"You're mine now"
The taste of sweat mingled with tears.
"Mine"
Christopher ground against me and I didn't fight it anymore. My brother. My Christopher. Mine.
I felt him inside me and it nearly tore me in half. And then it was over. I felt his weight lift off me and he rolled over to the side.
My heart was pounding. So was his. I felt it even though our bodies were not touching anymore. Christopher lay beside me, on his back, panting softly. I felt a throbbing pain between my legs.
"Catherine?"
I didn't reply. His clammy hand close over mine.
"Cathy?"
He turned towards me and awkwardly tried to cradle my face in his hands. I lay still even though his touch was repulsive. His need, his helplessness, his love had consumed me and I hated him for it. I hated Momma and the grandmother. I seethed in anger and raged silently. Tears were rolling down my cheeks.

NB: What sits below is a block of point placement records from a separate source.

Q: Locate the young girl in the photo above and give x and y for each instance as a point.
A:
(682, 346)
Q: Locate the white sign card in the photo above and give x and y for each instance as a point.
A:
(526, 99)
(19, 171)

Evil. Like your mother and your father. The devil's spawn.
Maybe she was right - we were condemned to repeat the sins of our parents. Better us than Carrie and Cory.
Christopher was whimpering even though I was the one in pain. I wanted him to go away and leave me alone so I could curl up into nothing. He was supposed to have protected me. Momma should have protected us.
And yet here we were.
He touched his forehead against mine. I loved him. God knows I did. My Christopher. My brother.
I turned towards him and moved into him till we were locked in a tight embrace. Two sinners bathed in the cold, unforgiving moonlight.